Nothing Gold Can Stay.
Nothing Dark Will Last.



11.10.2024 - 03.11.2024


Exhibition opening: Friday 11th October, 6-8pm

Exhibition runs Friday 11 October — Sunday 3 November.

Two bodies of work by Kong presented side by side

“It’s still Dark, but sometimes I see the Stars”

For the past 10 years, I’ve asked myself, what is the point for being alive if I cannot feel the joy — if I don’t even want to exist?

“Living with depression” — it’s like there is a tall, thick wall built in front of my heart, and nothing can pass through. Sunlight, happiness, and hopes are blocked out. Darkness, dread, and desperation are locked in. It’s like living in a Black Hole, and I don’t know how long I still need to stay.

At times, I begin to see the stars. Even though there are not many, and they are so tiny, they are bright and stunning, right there, shining on me. You, each one of you, are the stars in my firmament, are the stars that keep me alive.

“You can’t walk this earth forever. Someday you will have to fly”

For more than 10 years, I have been suffering from depression. It has caused me to think about life’s meaning. My feelings about death are paradoxical — I dread to think about the demise of people I love, but I feel indifferent and apathetic about my own.

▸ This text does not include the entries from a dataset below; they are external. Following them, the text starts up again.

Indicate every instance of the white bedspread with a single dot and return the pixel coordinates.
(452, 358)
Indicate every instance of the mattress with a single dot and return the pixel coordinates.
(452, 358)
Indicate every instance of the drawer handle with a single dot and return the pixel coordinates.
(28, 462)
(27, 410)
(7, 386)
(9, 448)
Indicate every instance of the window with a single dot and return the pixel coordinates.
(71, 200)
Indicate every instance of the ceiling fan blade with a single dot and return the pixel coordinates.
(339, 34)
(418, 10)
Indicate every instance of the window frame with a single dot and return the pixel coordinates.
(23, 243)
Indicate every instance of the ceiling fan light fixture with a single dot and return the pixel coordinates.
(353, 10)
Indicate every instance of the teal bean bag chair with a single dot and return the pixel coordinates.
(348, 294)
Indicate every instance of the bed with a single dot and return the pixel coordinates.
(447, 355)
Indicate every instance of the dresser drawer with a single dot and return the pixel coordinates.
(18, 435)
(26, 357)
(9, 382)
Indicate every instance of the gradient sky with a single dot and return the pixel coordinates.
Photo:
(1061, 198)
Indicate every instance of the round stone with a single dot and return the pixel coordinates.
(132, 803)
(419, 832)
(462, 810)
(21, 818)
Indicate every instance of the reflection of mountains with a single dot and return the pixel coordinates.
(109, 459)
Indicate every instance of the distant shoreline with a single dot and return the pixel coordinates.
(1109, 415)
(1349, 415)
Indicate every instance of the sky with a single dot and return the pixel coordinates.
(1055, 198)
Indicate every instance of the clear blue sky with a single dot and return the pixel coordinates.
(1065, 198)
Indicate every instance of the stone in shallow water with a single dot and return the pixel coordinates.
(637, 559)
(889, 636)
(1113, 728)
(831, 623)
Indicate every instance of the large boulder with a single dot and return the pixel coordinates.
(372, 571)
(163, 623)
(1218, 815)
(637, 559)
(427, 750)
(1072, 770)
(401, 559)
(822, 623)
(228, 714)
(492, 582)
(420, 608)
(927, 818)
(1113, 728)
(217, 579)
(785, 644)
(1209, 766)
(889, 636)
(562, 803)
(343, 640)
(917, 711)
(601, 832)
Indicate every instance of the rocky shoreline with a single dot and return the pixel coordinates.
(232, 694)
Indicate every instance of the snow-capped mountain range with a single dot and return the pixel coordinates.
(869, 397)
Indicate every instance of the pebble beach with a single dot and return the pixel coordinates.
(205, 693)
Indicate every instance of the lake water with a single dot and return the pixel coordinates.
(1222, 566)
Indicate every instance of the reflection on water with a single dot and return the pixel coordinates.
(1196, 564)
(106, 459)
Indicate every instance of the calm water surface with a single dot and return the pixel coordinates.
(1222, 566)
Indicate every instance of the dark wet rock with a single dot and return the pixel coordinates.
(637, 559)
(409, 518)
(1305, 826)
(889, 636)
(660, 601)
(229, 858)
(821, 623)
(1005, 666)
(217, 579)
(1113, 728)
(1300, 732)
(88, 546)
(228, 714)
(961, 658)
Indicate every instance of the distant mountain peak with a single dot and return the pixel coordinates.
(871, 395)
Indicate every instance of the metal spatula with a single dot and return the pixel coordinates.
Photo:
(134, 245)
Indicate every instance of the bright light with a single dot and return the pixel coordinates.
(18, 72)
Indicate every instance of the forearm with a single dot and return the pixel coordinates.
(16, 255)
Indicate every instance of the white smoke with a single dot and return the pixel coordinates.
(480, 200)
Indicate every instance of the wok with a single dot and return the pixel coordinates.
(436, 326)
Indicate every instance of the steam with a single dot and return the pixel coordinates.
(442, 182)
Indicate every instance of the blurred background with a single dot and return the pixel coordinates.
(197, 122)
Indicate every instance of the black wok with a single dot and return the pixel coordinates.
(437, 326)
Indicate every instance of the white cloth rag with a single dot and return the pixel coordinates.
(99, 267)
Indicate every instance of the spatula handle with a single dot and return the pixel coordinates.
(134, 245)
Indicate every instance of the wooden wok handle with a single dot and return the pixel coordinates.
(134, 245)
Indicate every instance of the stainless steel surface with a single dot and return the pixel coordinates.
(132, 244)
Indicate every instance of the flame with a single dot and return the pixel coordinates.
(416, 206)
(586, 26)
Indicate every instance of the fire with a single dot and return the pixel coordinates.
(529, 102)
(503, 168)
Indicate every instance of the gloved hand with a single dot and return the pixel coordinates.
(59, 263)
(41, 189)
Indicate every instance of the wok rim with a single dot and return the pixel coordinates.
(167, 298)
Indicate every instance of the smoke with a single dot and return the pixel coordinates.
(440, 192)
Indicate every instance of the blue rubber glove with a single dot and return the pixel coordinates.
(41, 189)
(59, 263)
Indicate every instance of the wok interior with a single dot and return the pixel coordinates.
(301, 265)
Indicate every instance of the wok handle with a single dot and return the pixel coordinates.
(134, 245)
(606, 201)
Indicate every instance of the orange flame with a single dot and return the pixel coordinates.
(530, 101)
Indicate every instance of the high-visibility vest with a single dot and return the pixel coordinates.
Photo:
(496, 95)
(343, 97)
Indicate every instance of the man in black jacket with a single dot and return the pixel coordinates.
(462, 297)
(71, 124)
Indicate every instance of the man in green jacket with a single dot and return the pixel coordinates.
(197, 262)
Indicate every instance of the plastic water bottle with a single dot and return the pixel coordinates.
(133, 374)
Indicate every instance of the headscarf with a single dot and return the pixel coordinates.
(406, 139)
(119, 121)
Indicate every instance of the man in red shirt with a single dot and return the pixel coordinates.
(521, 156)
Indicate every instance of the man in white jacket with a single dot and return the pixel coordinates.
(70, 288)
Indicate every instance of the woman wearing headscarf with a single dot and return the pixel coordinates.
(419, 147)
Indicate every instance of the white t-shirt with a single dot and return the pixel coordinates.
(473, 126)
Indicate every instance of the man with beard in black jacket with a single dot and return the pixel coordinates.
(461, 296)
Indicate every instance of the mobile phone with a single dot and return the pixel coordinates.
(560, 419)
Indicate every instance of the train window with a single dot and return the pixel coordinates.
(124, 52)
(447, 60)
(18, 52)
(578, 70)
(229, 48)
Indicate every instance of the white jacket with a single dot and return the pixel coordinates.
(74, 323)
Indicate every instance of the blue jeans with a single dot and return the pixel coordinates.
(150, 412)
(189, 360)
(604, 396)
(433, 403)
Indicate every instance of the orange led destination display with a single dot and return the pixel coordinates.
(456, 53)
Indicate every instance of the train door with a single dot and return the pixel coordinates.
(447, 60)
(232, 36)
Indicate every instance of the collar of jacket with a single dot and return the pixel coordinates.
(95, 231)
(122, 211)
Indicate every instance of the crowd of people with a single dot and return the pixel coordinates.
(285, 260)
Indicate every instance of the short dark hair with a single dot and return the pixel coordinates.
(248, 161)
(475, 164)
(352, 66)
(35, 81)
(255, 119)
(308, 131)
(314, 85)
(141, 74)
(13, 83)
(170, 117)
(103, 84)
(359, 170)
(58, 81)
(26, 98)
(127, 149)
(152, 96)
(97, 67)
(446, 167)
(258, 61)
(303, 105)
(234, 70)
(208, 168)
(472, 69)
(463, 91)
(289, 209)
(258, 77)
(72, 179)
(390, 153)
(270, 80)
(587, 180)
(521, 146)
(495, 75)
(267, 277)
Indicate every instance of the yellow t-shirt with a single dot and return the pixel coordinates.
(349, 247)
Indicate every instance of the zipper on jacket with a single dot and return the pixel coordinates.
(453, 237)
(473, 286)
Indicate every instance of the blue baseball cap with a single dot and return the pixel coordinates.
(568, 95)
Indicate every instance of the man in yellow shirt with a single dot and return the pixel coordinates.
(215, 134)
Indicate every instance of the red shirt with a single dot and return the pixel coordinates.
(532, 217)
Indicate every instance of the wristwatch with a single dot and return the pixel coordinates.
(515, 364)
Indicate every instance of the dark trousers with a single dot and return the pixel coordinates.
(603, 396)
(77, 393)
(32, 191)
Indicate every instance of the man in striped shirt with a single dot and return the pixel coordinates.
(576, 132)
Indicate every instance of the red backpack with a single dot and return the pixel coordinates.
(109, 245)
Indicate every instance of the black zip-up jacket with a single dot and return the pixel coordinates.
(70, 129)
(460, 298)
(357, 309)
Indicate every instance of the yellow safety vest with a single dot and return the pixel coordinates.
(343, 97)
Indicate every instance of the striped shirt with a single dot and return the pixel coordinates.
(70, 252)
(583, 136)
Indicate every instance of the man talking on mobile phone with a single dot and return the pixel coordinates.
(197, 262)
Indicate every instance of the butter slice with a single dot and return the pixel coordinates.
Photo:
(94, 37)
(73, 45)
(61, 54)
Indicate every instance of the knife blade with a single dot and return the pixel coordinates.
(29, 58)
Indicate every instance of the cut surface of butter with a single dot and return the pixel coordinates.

In 2018, my Australian mother, for whom I felt a deep affection, passed away due to brain cancer. This was the first time I witnessed the death of someone I knew, and I experienced a profound depth of grief. I encountered uncertainty about my significance in the larger scheme of the universe. My understanding of such concepts and beliefs about my meaning in life were challenged.

I encountered a sentiment a few days after she passed away — ’You can’t walk this earth forever; someday you will have to fly’. This is what she used to tell her sons when they were kids. Somehow these words consoled me, and have accompanied me since. Her words inspire me not to be obsessed with the state of living and to accept the mortality as part of life.